- 文●ハッチ

MSIは、2026年6月2日より台湾・台北で開催予定の世界最大級のIT・コンピューター関連の国際見本市「COMPUTEX 2026」にて、次世代オールインワンAIハブ「AI Jinni」を公開する予定と発表した。
「AI Jinni」は「誰でも簡単に扱えるAI」という設計思想のもと、クラウドコンピューティングの高い拡張性と、ローカルデータ主権の確保を高次元で融合しているとのこと。
1. 専用エージェントAIパートナー「LuckyClaw」
同社のマスコットキャラであるラッキーくんをモチーフとした専用のAgentic AIパートナー「LuckyClaw」は、柔軟なクラウドおよびローカルのアーキテクチャを活用。Web検索やドキュメント要約といった機能を備えたカスタマイズ可能なエージェントを管理し、Discord、Slack、Telegram、WhatsAppなどのコミュニケーションプラットフォームと直接連携するという。
さらに、内蔵された二重のセキュリティ機構により、安全性の高い運用を実現するとしている。

2. 100%ローカル処理と最高水準のプライバシー
オフライン前提(Offline by Design)で設計されたDocument AIおよびLocal Chatは、インターネット接続やトークン費用を必要とせず、すべての処理をデバイス上で完結する。これにより、100%ローカルで動作するRAG(Retrieval-Augmented Generation)ソリューションを実現し、データ漏洩のリスクを完全に排除。ユーザーは安心して最先端のオープンソースモデルを活用できるとしている。

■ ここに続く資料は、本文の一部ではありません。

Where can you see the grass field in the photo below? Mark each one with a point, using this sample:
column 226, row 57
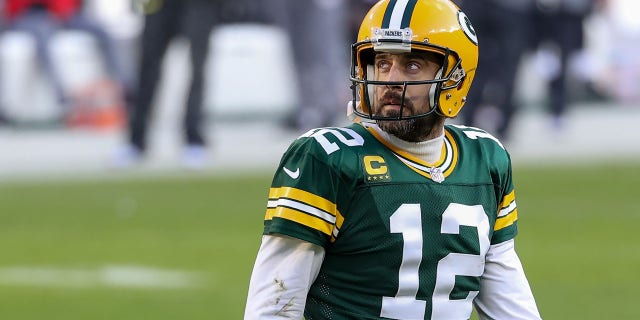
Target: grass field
column 183, row 247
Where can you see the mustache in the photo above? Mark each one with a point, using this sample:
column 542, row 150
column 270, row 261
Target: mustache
column 393, row 97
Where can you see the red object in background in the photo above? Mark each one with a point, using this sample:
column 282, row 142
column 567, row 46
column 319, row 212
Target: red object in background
column 62, row 9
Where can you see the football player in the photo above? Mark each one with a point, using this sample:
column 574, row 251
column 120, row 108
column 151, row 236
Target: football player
column 397, row 216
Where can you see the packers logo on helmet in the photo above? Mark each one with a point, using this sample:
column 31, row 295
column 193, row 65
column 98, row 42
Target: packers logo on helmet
column 396, row 26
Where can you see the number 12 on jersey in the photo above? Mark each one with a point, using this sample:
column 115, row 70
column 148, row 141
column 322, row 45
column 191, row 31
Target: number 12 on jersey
column 407, row 220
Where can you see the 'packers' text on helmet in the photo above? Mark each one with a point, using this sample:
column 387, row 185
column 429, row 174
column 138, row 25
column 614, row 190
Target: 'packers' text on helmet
column 397, row 26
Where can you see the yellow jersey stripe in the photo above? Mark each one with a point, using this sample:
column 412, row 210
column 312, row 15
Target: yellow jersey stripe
column 304, row 197
column 507, row 199
column 301, row 218
column 506, row 221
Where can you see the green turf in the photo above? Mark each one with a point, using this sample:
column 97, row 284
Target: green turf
column 577, row 240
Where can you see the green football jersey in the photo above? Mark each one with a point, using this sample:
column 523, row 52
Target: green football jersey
column 403, row 239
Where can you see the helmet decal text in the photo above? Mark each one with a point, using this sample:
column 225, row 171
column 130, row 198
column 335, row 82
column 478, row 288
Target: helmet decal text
column 467, row 27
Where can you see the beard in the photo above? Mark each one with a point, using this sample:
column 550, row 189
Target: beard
column 411, row 130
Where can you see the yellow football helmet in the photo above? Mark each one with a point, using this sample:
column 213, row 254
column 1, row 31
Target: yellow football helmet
column 398, row 26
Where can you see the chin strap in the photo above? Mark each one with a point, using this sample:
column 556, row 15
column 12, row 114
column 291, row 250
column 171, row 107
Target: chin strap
column 432, row 90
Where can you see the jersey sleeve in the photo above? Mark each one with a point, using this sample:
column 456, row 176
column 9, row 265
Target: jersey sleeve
column 505, row 227
column 304, row 194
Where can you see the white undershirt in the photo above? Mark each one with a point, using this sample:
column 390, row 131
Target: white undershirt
column 285, row 268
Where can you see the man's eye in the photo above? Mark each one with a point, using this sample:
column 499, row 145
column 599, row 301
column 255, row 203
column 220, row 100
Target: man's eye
column 413, row 66
column 384, row 65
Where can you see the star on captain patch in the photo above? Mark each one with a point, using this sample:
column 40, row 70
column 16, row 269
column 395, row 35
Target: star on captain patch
column 376, row 169
column 436, row 174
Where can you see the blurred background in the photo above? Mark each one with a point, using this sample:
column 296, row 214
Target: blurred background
column 138, row 138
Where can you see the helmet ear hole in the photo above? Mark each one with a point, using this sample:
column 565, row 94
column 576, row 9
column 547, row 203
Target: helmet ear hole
column 461, row 83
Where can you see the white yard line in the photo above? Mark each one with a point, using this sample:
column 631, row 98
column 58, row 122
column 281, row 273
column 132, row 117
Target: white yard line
column 121, row 276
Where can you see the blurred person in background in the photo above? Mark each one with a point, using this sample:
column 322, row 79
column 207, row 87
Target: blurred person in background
column 42, row 19
column 505, row 31
column 164, row 21
column 318, row 58
column 559, row 28
column 396, row 216
column 619, row 30
column 3, row 119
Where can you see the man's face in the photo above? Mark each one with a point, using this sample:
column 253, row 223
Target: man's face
column 387, row 100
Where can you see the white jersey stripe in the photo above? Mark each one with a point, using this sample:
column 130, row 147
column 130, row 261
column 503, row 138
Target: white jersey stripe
column 398, row 14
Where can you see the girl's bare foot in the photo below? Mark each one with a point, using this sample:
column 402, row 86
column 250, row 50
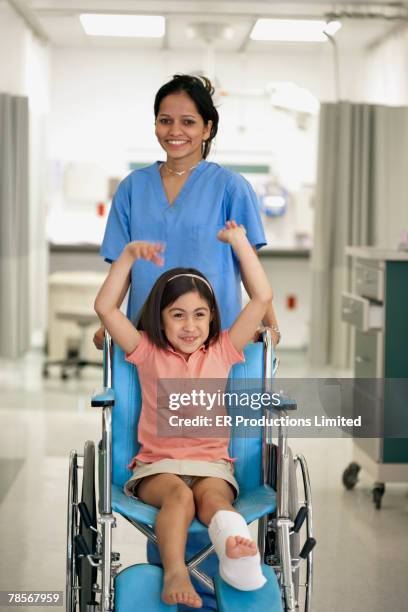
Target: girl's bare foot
column 177, row 588
column 237, row 547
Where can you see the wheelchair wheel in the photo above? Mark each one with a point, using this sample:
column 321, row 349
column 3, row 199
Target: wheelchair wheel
column 87, row 573
column 272, row 553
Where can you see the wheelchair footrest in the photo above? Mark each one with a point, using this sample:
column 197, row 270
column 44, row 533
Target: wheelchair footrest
column 138, row 588
column 267, row 598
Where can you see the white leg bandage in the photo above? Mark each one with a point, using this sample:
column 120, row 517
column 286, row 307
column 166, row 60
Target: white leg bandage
column 245, row 573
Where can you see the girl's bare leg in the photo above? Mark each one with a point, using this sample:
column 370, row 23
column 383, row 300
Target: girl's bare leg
column 211, row 495
column 175, row 500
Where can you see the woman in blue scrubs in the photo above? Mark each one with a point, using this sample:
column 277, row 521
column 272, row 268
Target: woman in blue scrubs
column 183, row 202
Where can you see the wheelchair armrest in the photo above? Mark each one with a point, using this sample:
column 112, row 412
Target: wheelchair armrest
column 285, row 403
column 105, row 397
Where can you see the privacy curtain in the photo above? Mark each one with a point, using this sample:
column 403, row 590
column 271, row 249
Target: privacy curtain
column 14, row 226
column 361, row 199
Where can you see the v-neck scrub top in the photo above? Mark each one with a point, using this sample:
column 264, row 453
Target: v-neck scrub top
column 210, row 196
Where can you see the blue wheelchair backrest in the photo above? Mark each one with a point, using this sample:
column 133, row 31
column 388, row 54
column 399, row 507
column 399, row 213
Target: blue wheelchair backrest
column 246, row 446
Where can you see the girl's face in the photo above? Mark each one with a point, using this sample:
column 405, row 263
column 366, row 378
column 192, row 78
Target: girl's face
column 186, row 323
column 180, row 129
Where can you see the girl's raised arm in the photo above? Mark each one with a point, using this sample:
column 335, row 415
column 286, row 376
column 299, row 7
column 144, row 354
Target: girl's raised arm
column 247, row 322
column 118, row 325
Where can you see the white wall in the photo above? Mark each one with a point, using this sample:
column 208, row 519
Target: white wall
column 24, row 71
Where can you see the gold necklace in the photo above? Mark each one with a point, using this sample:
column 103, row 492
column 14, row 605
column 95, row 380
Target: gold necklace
column 181, row 172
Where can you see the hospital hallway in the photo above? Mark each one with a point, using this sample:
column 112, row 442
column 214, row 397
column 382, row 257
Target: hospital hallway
column 361, row 557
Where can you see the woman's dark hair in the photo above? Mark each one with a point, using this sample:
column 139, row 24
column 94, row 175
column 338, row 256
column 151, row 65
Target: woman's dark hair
column 200, row 90
column 165, row 292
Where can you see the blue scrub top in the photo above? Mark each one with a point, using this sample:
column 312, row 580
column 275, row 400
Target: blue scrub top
column 210, row 196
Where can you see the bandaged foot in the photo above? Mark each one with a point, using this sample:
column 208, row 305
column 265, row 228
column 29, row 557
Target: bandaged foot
column 240, row 563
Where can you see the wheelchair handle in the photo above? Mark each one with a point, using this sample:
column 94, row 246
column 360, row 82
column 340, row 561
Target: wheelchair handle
column 85, row 515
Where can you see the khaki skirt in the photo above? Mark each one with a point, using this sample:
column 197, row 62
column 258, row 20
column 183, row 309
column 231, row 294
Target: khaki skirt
column 189, row 470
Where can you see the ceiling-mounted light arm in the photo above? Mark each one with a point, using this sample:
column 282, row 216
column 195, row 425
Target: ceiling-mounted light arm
column 247, row 37
column 30, row 18
column 336, row 64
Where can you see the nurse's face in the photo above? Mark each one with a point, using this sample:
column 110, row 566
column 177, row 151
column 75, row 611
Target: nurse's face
column 186, row 323
column 181, row 130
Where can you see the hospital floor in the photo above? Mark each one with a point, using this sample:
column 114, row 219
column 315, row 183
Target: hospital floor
column 361, row 557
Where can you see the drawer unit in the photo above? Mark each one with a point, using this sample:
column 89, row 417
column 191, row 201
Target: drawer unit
column 368, row 360
column 377, row 311
column 361, row 313
column 370, row 279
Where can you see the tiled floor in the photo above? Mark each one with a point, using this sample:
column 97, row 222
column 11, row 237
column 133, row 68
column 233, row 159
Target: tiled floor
column 361, row 558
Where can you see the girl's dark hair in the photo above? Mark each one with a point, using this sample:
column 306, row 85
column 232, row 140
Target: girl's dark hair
column 200, row 90
column 165, row 292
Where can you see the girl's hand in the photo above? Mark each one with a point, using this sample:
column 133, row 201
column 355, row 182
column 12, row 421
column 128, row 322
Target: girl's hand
column 146, row 250
column 231, row 232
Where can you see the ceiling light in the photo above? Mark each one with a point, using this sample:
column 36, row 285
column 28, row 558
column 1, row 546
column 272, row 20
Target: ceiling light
column 292, row 30
column 138, row 26
column 332, row 27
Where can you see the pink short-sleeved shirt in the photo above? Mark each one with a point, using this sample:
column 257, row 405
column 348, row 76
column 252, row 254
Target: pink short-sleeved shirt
column 155, row 363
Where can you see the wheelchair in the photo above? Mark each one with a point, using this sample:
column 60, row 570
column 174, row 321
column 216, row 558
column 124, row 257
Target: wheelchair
column 268, row 476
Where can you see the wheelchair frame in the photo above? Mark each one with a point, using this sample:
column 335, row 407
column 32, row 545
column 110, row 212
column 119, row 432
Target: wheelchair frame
column 274, row 531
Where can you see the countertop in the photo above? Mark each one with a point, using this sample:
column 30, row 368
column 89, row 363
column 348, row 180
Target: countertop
column 377, row 254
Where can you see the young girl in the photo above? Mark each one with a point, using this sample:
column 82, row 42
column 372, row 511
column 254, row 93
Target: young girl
column 178, row 336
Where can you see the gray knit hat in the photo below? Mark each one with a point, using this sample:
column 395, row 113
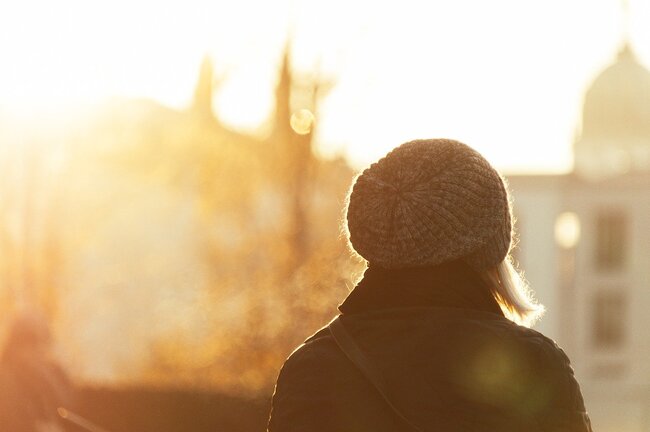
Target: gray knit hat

3. 高度な統合機能:モデル評価およびスマートツール
また、4段階のモデル評価機能により、各モデルの生成速度(TPS)を自動的に測定し、最適な設定と標準化されたスコアを提供。これにより、デバイス間における公平かつ客観的なパフォーマンス比較が可能と謳う。
さらに、AI Jinniには、ほぼ遅延のないリアルタイム翻訳機能(Live Translation)が搭載し、言語の壁を越えた即時コミュニケーションを実現する。加えて、「Guidance AI」は従来の製品マニュアルに代わる、直感的な対話型アシスタントとして機能するとしている。